Currently, I’ve got no hardware to test expected open source code available on github.
Before rushing to buy hardware, make a quick search for bluetooth protocol of your devices. If you need to reverse engineer them without previous experience of BLE, the task might offer you fun for some time…
If your pump has another port for interfacing like a rj45 that would probably be way easier than dealing with Bluetooth. Noting higher voltage control logic would need handling.
With bluetooth I though about capturing an replaying data flow, software oriented/tool oriented. With physical voltage handling, even digital, it’s more hardware!
Depends a bit on your Bluetooth/programming experience a bit I reckon.
I have little and the times I looked into Bluetooth reverse engineering it was very involved and like a whole skill-set.

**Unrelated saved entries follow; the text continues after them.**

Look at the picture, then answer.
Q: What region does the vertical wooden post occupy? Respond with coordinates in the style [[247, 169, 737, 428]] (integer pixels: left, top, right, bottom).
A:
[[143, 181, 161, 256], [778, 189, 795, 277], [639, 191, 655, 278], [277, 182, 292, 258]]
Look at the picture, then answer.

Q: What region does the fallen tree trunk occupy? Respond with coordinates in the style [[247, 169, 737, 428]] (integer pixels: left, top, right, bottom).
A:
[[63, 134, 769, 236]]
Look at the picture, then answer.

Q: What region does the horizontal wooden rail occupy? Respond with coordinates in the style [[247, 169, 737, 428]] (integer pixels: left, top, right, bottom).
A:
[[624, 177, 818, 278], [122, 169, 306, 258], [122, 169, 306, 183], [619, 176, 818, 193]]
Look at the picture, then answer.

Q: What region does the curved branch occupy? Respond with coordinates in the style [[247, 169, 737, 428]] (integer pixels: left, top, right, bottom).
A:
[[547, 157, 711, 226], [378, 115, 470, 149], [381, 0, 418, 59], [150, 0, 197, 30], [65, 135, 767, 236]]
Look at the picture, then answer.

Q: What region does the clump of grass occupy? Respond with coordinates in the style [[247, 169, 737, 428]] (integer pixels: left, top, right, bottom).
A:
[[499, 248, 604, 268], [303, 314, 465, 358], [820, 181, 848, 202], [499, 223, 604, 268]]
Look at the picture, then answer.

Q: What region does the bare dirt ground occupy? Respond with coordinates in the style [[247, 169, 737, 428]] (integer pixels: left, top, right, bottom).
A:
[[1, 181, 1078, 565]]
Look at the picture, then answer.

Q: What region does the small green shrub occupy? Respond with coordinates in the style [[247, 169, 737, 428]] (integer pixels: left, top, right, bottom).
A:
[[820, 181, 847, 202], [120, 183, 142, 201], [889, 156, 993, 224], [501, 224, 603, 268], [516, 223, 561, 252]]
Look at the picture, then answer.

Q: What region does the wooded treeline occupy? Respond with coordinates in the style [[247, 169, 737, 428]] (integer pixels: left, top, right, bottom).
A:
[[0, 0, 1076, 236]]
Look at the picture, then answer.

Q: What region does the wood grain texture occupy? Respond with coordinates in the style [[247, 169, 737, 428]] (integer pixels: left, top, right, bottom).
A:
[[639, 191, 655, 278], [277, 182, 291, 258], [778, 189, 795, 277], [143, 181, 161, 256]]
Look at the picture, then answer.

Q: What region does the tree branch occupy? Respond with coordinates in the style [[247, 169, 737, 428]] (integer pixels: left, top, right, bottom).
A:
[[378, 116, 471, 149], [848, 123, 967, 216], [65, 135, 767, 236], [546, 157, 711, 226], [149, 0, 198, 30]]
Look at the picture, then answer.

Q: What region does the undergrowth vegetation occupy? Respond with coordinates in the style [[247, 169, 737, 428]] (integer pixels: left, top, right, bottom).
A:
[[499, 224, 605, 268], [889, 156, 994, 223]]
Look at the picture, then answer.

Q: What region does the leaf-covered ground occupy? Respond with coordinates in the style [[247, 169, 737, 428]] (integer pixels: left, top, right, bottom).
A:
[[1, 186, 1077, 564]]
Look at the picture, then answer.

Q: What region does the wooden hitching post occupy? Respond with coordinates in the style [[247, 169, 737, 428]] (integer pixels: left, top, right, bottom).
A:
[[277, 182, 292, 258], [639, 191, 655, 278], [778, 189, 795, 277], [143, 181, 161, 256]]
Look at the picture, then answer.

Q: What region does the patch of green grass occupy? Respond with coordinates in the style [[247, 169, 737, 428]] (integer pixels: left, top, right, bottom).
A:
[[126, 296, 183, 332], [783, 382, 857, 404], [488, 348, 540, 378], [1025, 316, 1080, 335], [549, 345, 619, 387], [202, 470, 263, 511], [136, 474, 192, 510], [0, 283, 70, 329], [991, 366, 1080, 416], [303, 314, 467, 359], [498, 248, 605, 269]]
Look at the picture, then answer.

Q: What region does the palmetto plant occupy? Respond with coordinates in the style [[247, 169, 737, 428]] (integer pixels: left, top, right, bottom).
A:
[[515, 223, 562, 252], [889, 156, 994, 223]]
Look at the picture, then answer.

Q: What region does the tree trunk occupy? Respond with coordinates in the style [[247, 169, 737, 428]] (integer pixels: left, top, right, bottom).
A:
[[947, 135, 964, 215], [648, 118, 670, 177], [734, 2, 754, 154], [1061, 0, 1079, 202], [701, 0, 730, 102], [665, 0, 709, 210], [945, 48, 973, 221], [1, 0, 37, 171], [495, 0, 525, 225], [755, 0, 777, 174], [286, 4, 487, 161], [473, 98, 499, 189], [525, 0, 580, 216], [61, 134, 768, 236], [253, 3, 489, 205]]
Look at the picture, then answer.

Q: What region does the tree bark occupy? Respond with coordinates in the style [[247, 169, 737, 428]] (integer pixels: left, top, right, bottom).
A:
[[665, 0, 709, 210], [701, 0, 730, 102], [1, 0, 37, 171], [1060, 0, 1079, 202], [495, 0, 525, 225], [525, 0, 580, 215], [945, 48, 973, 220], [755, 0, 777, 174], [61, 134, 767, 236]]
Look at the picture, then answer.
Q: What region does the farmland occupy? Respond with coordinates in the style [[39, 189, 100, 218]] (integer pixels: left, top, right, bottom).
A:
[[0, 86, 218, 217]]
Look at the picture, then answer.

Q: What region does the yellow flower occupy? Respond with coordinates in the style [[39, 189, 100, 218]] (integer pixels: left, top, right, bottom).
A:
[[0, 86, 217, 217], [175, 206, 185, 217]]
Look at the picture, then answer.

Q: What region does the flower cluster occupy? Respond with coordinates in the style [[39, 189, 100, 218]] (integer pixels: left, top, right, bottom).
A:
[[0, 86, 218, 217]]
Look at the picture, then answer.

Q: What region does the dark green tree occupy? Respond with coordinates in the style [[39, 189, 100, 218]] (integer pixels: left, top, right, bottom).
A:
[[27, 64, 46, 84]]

Especially as it looks like there is a pairing process and so possibly encryption.
It’s also not clear to me if it’s BLE or traditional Bluetooth. Only the former is possible with an esp32.
Worth looking at but keep an eye on alternatives. I don’t think the extra hardware would be worth that much.
Vendor feedback: they aren’t aware of any initiative to connect the pump using bluetooth except the official mobile apps, and also suggest to use RJ45 port…
Take this as a grain of salt as I am a protocol and reverse engineering rookie and speculating, but it could be that the pump uses rs485 modbus for onboard communication (two way half duplex?).
The onboard Bluetooth module might convert to this when a bluetooth command is sent/received. The same protocol might be available on the rj45 rs485 wires.
I’ve never used modbus so wouldn’t know how to confirm.
It would be interesting to see the mainboard and where the Bluetooth module is. You might be able to intecept something.